The turmoil over Europe’s debt crisis has hurt IBM because of weakness in the euro relative to the dollar. Because IBM does most of its business outside the U.S., deals done in other currencies are now worth less when they’re converted to greenbacks.
The company also reported a 12 percent decline in the value of services contracts signed during the quarter, to $12.3 billion.
IBM blamed the signings shortfall on an unusually high number of contract extensions it signed last year as customers renegotiated their deals in the recession. IBM’s chief financial officer, Mark Loughridge, said that trend is mostly “in the rearview mirror.”
Still, investors have been worried about the ability of the governments of Greece, Portugal and Spain to repay perilously high debts. Sluggishness in the U.S. economy’s improvement has helped stir fears of a “double-dip” recession.
Such worries have dampened Wall Street’s reaction to the results from other technology heavyweights as well.
Last week, Intel Corp. shares barely budged after it delivered its strongest quarter in the company’s four-decade history, helped by surging demand for microprocessors for computer servers. Intel does all its deals in dollars, so it wasn’t hurt by the currency changes the way IBM was.
Google Inc.’s results leaped on momentum in Internet search advertising, and the company’s hiring has accelerated. Google’s stock has fallen, in part because of concerns about the weaker euro’s effect on Google and the costs connected with hiring new workers.
IBM’s new guidance for 2010 calls for net income of at least $11.25 per share, an increase of a nickel per share over the previous estimate. That reflects IBM’s confidence that it can wring more profit from its workhorse services and software divisions and from the rollout of a new mainframe. Still, it was short of the $11.27 per share that analysts were expecting.
The second quarter was the 30th straight quarter in which IBM has posted higher earnings per share than the year before.
Cost cuts and stock buybacks are important ways IBM boosts its profit. Eight cents out of the 29 cents per share improvement in IBM’s second-quarter income came from buybacks.
A bigger factor, though, is IBM’s ability to squeeze more from its most profitable divisions.
Corporations are less reluctant to open their wallets than they were a year ago. IBM is in a sweet spot, because its most profitable products can save companies money by allowing them to outsource or automate complicated jobs. IBM is the world’s biggest provider of information-technology services, and a major supplier of business software.
IBM also announced several changes to its management ranks.

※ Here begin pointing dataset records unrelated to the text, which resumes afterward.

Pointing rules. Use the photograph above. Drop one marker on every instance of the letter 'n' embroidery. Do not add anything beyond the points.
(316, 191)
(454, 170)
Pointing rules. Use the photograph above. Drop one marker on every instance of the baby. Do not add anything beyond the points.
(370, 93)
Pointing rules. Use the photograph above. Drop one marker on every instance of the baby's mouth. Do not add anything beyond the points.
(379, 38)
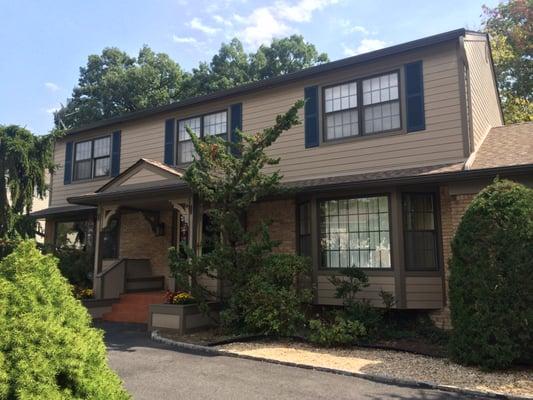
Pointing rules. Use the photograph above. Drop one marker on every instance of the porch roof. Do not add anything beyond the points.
(146, 178)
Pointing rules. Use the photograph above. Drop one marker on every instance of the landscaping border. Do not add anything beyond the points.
(371, 377)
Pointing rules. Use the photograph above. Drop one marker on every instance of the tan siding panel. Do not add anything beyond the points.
(423, 292)
(441, 142)
(326, 290)
(484, 95)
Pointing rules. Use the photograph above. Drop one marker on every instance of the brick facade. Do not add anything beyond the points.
(282, 214)
(138, 241)
(452, 209)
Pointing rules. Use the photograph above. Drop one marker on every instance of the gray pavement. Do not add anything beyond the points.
(154, 371)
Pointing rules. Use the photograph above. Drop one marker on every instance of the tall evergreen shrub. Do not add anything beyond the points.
(491, 280)
(48, 349)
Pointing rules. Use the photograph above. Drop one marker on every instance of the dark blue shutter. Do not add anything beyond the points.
(236, 124)
(311, 116)
(414, 97)
(68, 163)
(169, 141)
(115, 154)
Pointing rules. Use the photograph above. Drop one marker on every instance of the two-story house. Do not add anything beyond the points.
(394, 145)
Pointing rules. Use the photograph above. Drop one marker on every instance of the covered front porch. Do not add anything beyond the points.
(139, 215)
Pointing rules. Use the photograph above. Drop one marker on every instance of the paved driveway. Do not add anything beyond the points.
(154, 371)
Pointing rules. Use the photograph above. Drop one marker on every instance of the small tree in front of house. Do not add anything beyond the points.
(227, 178)
(491, 278)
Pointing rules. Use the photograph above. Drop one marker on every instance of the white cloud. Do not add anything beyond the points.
(261, 26)
(221, 20)
(52, 110)
(265, 23)
(197, 24)
(302, 11)
(51, 86)
(365, 46)
(348, 28)
(181, 39)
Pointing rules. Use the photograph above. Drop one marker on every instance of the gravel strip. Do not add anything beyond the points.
(391, 364)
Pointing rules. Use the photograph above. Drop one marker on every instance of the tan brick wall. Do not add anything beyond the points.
(282, 213)
(452, 209)
(138, 241)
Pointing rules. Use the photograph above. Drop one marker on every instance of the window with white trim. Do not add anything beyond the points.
(341, 114)
(355, 233)
(381, 103)
(185, 147)
(92, 158)
(215, 124)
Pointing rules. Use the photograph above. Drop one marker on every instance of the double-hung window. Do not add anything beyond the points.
(362, 107)
(185, 147)
(381, 103)
(92, 158)
(214, 124)
(420, 233)
(355, 233)
(341, 114)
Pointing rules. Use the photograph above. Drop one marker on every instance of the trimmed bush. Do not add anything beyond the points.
(491, 278)
(341, 332)
(48, 349)
(270, 303)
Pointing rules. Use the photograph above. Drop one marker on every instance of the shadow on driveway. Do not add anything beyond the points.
(153, 370)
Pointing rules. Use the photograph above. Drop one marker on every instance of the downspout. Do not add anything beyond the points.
(465, 88)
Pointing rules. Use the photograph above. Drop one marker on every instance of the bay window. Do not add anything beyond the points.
(355, 233)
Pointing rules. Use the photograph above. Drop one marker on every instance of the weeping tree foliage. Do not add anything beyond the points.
(227, 178)
(510, 28)
(25, 160)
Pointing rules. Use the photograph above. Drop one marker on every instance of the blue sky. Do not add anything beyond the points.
(43, 43)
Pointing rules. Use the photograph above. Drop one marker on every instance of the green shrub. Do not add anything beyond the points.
(270, 302)
(341, 332)
(75, 265)
(48, 349)
(491, 280)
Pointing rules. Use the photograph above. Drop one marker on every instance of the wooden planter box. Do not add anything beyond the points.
(180, 318)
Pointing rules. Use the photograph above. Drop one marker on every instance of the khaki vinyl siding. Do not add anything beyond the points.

Steve Mills, who has been leading IBM’s software division, now also is in charge of hardware. Loughridge has been given an expanded role in finance; Mike Daniels, who is in charge of technology services, will now be in charge of IBM’s entire services business; and Ginni Rometty, who oversees sales, has added marketing and strategy. All are possible successors to CEO Sam Palmisano.
Shares of IBM, which is based in Armonk, N.Y., fell $4.68, or 3.6 percent, to $125.60 in extended trading. Before the release of results, it rose 1.4 percent, or $1.76, to close the regular trading session at $129.79.